Muhammad Yunus of Pakistan pioneered a microfinance system that has provided small loans to more than 100 million people living in poverty.
Chuck Waterfield of Lancaster is an internationally known microfinance expert who is determined to foster Yunus' dream in growing nonprofit, humanitarian banking.
Yunus, who won a Nobel Peace Prize for his work, met Waterfield in Bali, Indonesia, Monday at Microcredit Summit Campaign to discuss strategies to halt a movement that would shift microfinancing into an entrepreneurial enterprise.
"If you are making profits, you are moving into the same mental mindset as loan sharks," Yunus said Monday.
At the summit, Waterfield unveiled MicroFinance Transparency, a new self-monitoring organization aimed at policing the industry.
"As the industry has matured and grown, there are some small percentage of MFIs that are starting to pursue very high-profit strategies, made possible through charging high interest rates in a very confusing manner," Waterfield wrote in an e-mail sent from Bali Tuesday.
Yunus helped provide an exit from poverty through microfinancing and the Grameen Bank he founded in 1983, through which he loaned small amounts of money to poor people without collateral or contracts.
Yunus' Grameen Bank has loaned small sums to more than 6 million people in Bangladesh, most of them women.
Inspired by his hands-on lending and advocacy, more than 100 million people, using 2,500 branches in more than 100 countries, have borrowed more than $6.8 billion and benefited through various microfinance initiatives.
But Yunus' success has drawn the interest of for-profit lenders, who are charging borrowers in the developing world as much as 90 percent interest.
Waterfield, who has worked for about a year on MicroFinance Transparency, headed the drive to put the conference together.
Helped by Yunus' endorsement, 11 microfinance groups that together serve nearly 26 million people agreed to publicly report their annual interest rates in conjunction with MicroFinance Transparency.
Waterfield said some microfinance businesses operate the way banks did in the United States before Congress in 1968 passed the Truth in Lending Act, which requires lenders to tell customers the annual percentage rate they would pay.
"For example, a quoted interest rate of 3 percent per month can result in an APR (annual percentage rate) between 36 percent and 96 percent and beyond," Waterfield said.
Microfinance, for profit or not, is booming.
According to Deutsche Bank, the volume of microfinance loans hit $25 billion in 2007, up from $4 billion in 2001, and an additional $250 billion is still needed.
The bank expects that private investors will pour $20 billion into microfinance institutions in 2015 — 10 times more than they did in 2006.

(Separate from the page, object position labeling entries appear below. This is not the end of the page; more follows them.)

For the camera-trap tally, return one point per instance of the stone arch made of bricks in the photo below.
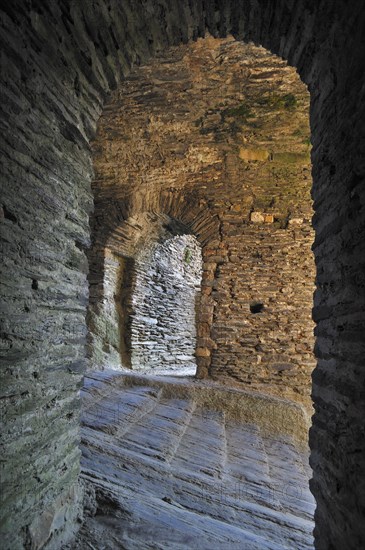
(59, 62)
(125, 237)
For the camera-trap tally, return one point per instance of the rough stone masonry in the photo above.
(59, 62)
(215, 135)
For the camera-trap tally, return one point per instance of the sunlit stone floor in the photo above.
(163, 472)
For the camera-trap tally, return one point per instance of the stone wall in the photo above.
(221, 129)
(163, 304)
(59, 62)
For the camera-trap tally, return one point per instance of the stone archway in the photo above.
(83, 53)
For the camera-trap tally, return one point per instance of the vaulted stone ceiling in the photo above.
(215, 135)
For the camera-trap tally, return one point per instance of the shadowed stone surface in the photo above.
(59, 62)
(166, 472)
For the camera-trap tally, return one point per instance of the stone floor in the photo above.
(163, 472)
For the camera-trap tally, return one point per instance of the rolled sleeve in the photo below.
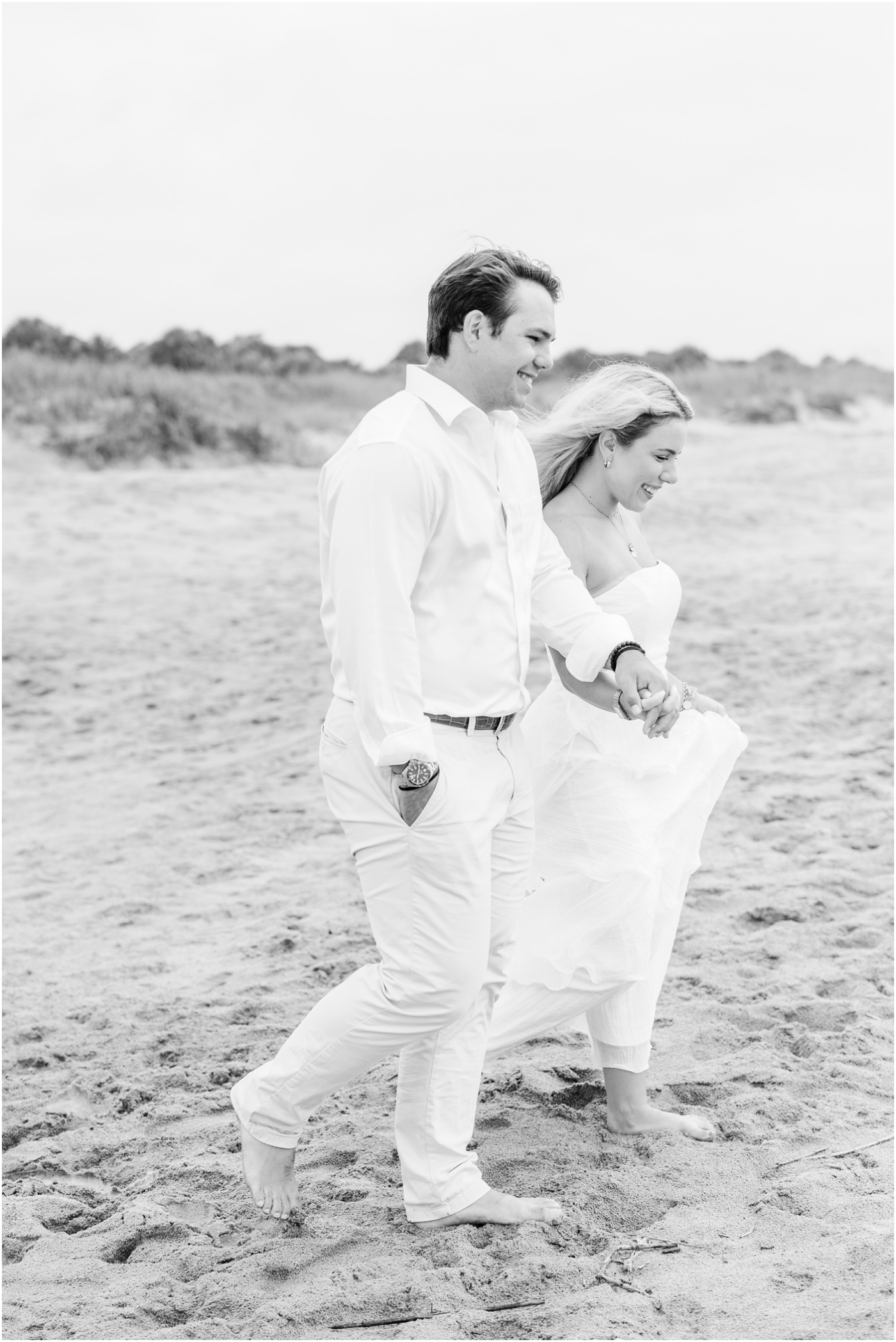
(380, 525)
(566, 618)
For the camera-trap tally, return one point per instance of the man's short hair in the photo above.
(481, 281)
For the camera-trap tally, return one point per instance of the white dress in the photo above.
(619, 820)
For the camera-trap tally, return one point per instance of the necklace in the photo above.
(611, 517)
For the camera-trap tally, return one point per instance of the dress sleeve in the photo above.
(566, 618)
(380, 527)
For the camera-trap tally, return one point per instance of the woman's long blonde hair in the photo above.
(625, 397)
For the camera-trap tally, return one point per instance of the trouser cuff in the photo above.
(269, 1136)
(432, 1212)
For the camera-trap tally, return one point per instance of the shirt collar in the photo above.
(445, 400)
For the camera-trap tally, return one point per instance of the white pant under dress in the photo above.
(443, 897)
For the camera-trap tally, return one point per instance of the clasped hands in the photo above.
(652, 698)
(647, 696)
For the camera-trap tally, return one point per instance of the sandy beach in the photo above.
(177, 895)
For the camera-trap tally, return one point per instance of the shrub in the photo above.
(186, 351)
(42, 339)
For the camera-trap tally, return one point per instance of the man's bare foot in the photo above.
(270, 1173)
(495, 1208)
(650, 1119)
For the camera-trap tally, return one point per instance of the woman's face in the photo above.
(640, 472)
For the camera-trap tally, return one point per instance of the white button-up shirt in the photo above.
(435, 566)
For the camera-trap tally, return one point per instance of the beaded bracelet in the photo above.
(619, 650)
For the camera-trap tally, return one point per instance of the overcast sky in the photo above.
(711, 173)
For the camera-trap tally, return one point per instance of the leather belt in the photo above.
(472, 724)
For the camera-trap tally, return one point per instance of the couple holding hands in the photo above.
(516, 874)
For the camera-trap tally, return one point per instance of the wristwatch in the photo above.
(417, 773)
(618, 653)
(618, 707)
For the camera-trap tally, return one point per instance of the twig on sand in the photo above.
(513, 1305)
(431, 1314)
(804, 1157)
(392, 1318)
(855, 1149)
(621, 1286)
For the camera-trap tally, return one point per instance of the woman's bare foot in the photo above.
(270, 1173)
(495, 1208)
(650, 1119)
(629, 1112)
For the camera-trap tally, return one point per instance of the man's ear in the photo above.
(475, 326)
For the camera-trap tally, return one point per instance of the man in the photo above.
(435, 564)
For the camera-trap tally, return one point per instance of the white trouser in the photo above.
(443, 898)
(619, 1019)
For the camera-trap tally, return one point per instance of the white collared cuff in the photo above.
(593, 647)
(400, 746)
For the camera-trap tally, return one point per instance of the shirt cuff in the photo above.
(400, 746)
(592, 648)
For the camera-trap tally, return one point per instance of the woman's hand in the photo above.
(668, 715)
(703, 703)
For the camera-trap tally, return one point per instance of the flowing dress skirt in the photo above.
(619, 822)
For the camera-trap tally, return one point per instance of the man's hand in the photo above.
(644, 689)
(411, 801)
(669, 712)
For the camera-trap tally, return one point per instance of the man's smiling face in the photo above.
(508, 364)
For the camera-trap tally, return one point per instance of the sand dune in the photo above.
(177, 894)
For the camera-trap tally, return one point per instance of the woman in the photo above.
(620, 808)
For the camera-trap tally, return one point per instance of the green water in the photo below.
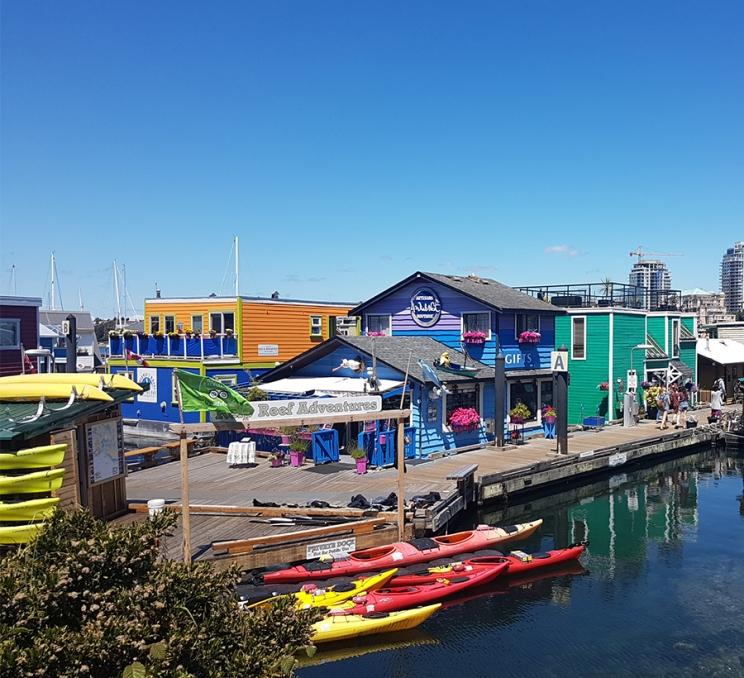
(662, 593)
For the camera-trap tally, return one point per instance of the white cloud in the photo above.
(561, 249)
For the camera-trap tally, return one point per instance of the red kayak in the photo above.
(404, 553)
(405, 597)
(517, 562)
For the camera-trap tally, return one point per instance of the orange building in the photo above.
(232, 339)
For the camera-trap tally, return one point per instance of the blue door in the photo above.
(325, 446)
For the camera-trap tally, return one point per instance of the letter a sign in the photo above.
(559, 361)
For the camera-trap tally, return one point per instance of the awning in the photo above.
(721, 351)
(327, 385)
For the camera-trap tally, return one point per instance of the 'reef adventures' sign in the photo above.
(275, 410)
(426, 307)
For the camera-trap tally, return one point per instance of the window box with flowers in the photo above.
(529, 337)
(474, 337)
(464, 419)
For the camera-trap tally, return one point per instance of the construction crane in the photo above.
(641, 254)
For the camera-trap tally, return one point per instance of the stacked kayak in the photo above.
(401, 554)
(516, 561)
(25, 477)
(341, 627)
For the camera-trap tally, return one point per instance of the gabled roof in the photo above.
(489, 292)
(391, 351)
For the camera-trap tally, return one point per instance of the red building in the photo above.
(19, 331)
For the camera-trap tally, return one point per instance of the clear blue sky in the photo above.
(350, 143)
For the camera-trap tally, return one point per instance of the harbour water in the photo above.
(661, 591)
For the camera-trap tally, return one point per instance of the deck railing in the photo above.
(174, 348)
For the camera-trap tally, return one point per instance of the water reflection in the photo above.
(659, 591)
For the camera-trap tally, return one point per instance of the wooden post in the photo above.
(185, 515)
(401, 481)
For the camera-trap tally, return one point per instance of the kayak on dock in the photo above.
(405, 553)
(405, 597)
(517, 562)
(340, 627)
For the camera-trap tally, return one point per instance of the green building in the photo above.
(608, 332)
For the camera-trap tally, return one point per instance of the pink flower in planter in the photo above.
(474, 337)
(464, 419)
(529, 337)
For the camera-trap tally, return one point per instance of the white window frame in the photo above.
(379, 315)
(537, 329)
(479, 387)
(486, 313)
(316, 328)
(15, 322)
(573, 319)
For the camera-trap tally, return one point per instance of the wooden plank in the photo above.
(247, 545)
(211, 427)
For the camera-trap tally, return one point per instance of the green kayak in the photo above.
(31, 509)
(38, 481)
(47, 456)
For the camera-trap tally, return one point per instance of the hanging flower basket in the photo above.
(464, 419)
(529, 337)
(474, 337)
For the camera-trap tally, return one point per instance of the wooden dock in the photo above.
(480, 476)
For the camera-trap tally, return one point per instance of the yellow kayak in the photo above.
(343, 626)
(32, 509)
(47, 456)
(36, 391)
(98, 380)
(19, 534)
(38, 481)
(331, 596)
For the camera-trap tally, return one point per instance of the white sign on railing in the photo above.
(276, 410)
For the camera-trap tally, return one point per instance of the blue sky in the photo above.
(350, 144)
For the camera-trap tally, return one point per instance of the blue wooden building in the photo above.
(419, 319)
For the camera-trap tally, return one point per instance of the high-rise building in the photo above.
(654, 276)
(732, 277)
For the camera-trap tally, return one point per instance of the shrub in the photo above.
(84, 599)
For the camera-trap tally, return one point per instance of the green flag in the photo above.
(204, 394)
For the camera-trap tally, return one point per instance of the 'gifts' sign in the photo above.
(426, 307)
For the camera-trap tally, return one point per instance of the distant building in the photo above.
(709, 307)
(732, 277)
(653, 276)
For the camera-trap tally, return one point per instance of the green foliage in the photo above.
(88, 600)
(255, 393)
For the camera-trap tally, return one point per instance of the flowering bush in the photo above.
(464, 419)
(474, 337)
(529, 337)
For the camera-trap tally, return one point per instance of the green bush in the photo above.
(87, 600)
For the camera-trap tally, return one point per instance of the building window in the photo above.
(378, 324)
(462, 396)
(316, 325)
(221, 322)
(578, 338)
(477, 322)
(10, 334)
(526, 322)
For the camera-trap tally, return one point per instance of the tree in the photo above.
(85, 599)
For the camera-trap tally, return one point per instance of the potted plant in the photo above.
(529, 337)
(297, 448)
(474, 337)
(464, 419)
(359, 456)
(519, 413)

Waterfield said the presentation in Bali was planned on April 30, when Yunus came to Lancaster to speak at the Lancaster Chamber of Commerce & Industry's annual dinner.
"He and I arranged to meet for two hours to go through the issues and implications of commercialization," Waterfield said.
Yunus believes interest rates should be set to cover costs, not maximize profits.
He fears the microcredit movement is losing its soul, prioritizing investors over the world's farmers, sheepherders and street vendors, many of whom struggle to get by on less than a dollar a day.
"Microcredit is about helping poor people get out of poverty," Yunus said Monday.
Grameen charges a maximum interest rate, noncompounded, of 20 percent a year. Beggars pay no interest, and total interest payments can never exceed the principal of the loan.
Waterfield is still cementing funding and plans to start publishing country-specific data on his Web site in October.